Le sénateur Segal sait certes manier les mots, mais je trouve que sa motion est un peu floue. Il a souvent participé à la tenue d'élections, tout comme moi. Il sait que les élections fédérales coûtent plus de 30 millions de dollars et il parle pourtant d'élections nationales distinctes. Cela fait beaucoup d'argent. Il offre trois possibilités : le statu quo, l'abolition ou un autre moyen de combler les postes vacants au sein des provinces. Qu'arriverait-il si le tiers des électeurs votait pour chacune des options et s'il y avait triple égalité? Après avoir dépensé tout cet argent, serions-nous plus avancés?

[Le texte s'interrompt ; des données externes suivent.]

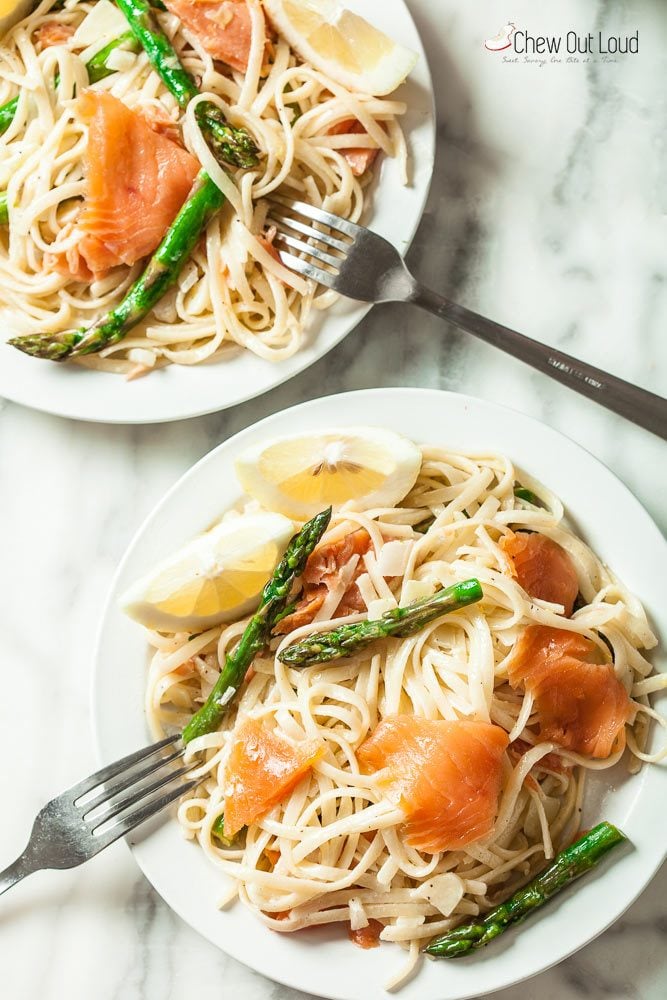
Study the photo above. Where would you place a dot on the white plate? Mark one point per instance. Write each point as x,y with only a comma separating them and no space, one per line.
176,391
607,516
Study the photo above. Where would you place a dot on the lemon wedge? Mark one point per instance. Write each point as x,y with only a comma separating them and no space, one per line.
302,474
342,44
11,12
217,576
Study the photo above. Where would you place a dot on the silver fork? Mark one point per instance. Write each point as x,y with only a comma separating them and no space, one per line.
362,265
91,815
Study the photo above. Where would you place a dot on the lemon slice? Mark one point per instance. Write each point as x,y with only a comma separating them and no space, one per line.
302,474
342,44
217,576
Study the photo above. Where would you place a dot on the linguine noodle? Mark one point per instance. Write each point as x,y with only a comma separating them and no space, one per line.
332,851
233,290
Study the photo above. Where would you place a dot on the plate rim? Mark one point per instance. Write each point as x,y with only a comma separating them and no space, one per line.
307,356
649,863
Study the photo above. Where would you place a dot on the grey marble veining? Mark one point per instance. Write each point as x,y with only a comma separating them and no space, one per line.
547,212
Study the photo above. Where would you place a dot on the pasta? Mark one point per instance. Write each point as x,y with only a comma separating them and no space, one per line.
333,851
234,290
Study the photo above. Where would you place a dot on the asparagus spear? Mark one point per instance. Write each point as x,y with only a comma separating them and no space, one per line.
523,493
567,866
350,639
161,272
97,70
228,144
258,630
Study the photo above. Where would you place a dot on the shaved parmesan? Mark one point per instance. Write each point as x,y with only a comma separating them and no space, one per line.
366,589
335,595
393,558
416,590
443,891
104,23
358,918
377,608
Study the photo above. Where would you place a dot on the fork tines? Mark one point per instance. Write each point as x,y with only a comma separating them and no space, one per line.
329,238
101,804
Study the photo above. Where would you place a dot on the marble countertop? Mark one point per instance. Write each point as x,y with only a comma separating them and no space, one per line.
544,214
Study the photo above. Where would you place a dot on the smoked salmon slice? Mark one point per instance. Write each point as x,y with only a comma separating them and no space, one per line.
262,769
543,568
321,575
137,181
52,33
223,27
447,777
359,158
582,706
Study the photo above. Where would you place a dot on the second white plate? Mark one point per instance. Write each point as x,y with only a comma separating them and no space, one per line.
323,961
177,391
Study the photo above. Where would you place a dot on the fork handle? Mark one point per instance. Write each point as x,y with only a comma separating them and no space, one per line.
21,867
638,405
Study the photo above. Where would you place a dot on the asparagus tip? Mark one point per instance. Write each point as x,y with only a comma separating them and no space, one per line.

Les Canadiens veulent que nous abordions certains sujets en priorité, et je ne crois pas que la réforme du Sénat en fasse partie. Si une des options obtient la faveur de l'électorat, il faudra modifier la Constitution. Nous savons que l'Ontario et le Québec se sont opposés à la plus récente proposition du premier ministre. Il y avait toute une gamme d'opinions parmi les autres provinces. Toutefois, toute modification constitutionnelle exige l'assentiment de sept provinces sur 10, représentant plus de 50 p. 100 de la population, et l'Ontario et le Québec ensemble comptent pour bien plus que 50 p. 100 de la population. J'ai peine à croire que la réforme du Sénat soit un sujet prioritaire à l'heure actuelle. Pour faire preuve d'un peu plus d'ouverture, je dirais que j'aimerais une motion un peu moins floue et un peu plus précise.